Results in lower oxygen saturation in affected alveoli.
Describe the mechanisms by which horses experience arterial hypoxaemia and hypercapnia during high-intensity exercise and quantify their relative contributions.
Mechanisms:
Right-to-left vascular shunts (~1%).
V/Q mismatch (25-40%).
Diffusion limitations and/or alveolar hypoventilation (60-75%).
Impact: PaO2 drops from 92-99 mmHg at rest to <70 mmHg at max speed
List factors which should contribute to improved diffusion during exercise.
Increased surface area for gas exchange via dilation and recruitment of pulmonary vascular sections (50-60% increase).
Low PvO2 widens the alveolar-arterial O2 gradient.

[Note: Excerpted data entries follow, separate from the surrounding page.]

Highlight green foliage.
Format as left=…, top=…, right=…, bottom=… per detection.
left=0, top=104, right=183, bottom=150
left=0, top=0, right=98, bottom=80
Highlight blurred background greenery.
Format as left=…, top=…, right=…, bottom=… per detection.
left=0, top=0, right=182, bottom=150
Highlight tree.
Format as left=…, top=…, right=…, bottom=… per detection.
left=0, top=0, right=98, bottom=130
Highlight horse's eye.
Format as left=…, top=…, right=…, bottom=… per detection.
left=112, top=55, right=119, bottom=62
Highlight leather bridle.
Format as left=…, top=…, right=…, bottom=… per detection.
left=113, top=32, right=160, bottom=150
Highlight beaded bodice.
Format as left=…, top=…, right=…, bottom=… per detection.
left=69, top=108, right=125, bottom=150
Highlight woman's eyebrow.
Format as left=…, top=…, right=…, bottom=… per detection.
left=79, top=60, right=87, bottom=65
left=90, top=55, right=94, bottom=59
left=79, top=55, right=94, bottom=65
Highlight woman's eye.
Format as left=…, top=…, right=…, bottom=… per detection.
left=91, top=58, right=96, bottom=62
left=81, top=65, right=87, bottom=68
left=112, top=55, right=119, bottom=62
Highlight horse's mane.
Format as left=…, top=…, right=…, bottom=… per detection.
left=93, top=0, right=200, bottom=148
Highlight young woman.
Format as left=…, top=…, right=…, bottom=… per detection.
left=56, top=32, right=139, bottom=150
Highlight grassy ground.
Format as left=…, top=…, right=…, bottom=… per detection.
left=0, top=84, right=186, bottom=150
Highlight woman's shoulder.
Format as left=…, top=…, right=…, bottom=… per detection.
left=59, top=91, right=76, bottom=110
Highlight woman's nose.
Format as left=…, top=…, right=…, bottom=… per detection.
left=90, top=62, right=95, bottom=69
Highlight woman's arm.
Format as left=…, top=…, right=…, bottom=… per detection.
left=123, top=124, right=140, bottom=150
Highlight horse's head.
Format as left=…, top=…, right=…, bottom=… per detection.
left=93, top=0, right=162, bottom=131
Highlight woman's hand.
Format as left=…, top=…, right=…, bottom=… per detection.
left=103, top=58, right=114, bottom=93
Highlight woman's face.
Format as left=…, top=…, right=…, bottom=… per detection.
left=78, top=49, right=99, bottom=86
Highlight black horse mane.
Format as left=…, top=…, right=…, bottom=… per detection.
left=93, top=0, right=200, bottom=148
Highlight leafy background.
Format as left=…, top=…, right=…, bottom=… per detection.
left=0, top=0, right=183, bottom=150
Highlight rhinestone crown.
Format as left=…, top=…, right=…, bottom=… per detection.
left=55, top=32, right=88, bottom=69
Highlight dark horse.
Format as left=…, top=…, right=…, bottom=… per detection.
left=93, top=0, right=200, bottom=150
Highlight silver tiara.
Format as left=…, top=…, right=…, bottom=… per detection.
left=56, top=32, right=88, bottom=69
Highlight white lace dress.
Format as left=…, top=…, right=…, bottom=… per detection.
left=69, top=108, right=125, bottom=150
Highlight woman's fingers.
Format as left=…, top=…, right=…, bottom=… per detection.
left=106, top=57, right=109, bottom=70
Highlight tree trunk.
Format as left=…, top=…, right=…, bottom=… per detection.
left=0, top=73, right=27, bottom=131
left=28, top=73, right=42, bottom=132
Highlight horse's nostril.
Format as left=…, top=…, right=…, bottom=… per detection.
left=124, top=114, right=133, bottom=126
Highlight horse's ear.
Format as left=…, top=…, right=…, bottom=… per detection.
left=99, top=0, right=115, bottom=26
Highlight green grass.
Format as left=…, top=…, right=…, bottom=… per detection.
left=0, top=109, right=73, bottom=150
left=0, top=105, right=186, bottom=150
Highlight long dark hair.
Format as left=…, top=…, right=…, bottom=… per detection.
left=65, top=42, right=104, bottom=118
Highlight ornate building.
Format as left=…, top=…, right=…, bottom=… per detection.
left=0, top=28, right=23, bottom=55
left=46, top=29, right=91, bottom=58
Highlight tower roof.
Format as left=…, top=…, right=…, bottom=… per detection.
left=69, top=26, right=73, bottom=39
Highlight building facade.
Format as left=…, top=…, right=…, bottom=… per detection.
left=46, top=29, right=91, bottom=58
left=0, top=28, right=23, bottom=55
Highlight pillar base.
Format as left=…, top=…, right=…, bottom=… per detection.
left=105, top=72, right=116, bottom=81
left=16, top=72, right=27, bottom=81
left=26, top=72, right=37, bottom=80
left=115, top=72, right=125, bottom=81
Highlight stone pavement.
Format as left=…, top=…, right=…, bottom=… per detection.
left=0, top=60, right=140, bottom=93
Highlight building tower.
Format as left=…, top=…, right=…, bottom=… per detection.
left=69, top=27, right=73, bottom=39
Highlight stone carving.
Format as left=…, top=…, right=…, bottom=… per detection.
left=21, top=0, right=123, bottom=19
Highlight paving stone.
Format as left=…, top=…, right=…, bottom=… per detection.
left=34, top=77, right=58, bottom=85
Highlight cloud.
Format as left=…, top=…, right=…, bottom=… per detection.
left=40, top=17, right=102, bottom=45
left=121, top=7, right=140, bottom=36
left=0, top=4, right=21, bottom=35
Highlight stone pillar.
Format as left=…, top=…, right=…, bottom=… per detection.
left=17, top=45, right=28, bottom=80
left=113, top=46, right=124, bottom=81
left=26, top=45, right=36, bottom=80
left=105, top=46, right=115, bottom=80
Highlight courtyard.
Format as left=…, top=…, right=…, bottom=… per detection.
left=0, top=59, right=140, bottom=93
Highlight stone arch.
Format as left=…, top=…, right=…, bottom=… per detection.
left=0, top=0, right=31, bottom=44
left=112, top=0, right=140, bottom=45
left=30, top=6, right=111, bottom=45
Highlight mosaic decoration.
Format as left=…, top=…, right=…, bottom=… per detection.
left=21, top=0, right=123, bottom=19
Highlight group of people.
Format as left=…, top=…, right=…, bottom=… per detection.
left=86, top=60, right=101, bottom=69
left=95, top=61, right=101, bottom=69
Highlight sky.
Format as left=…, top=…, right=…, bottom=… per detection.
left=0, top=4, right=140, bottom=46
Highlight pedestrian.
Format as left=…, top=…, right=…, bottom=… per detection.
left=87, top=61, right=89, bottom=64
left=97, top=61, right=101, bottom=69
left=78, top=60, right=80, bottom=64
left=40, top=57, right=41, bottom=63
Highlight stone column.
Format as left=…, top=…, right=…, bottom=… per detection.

Explain the impact of increased cardiac output during exercise.
8-fold increase in cardiac output reduces capillary transit time.
Decreased time for O2 equilibration leads to diffusion impairment.
Describe hypercapnia, and list the mechanisms by which it can occur
Definition: Excess CO2 in the blood.
Mechanisms:
Decreased alveolar ventilation (inverse relationship with PaCO2).
Severe V/Q mismatch (low V/Q ratio).
Increased CO2 production without ventilatory compensation.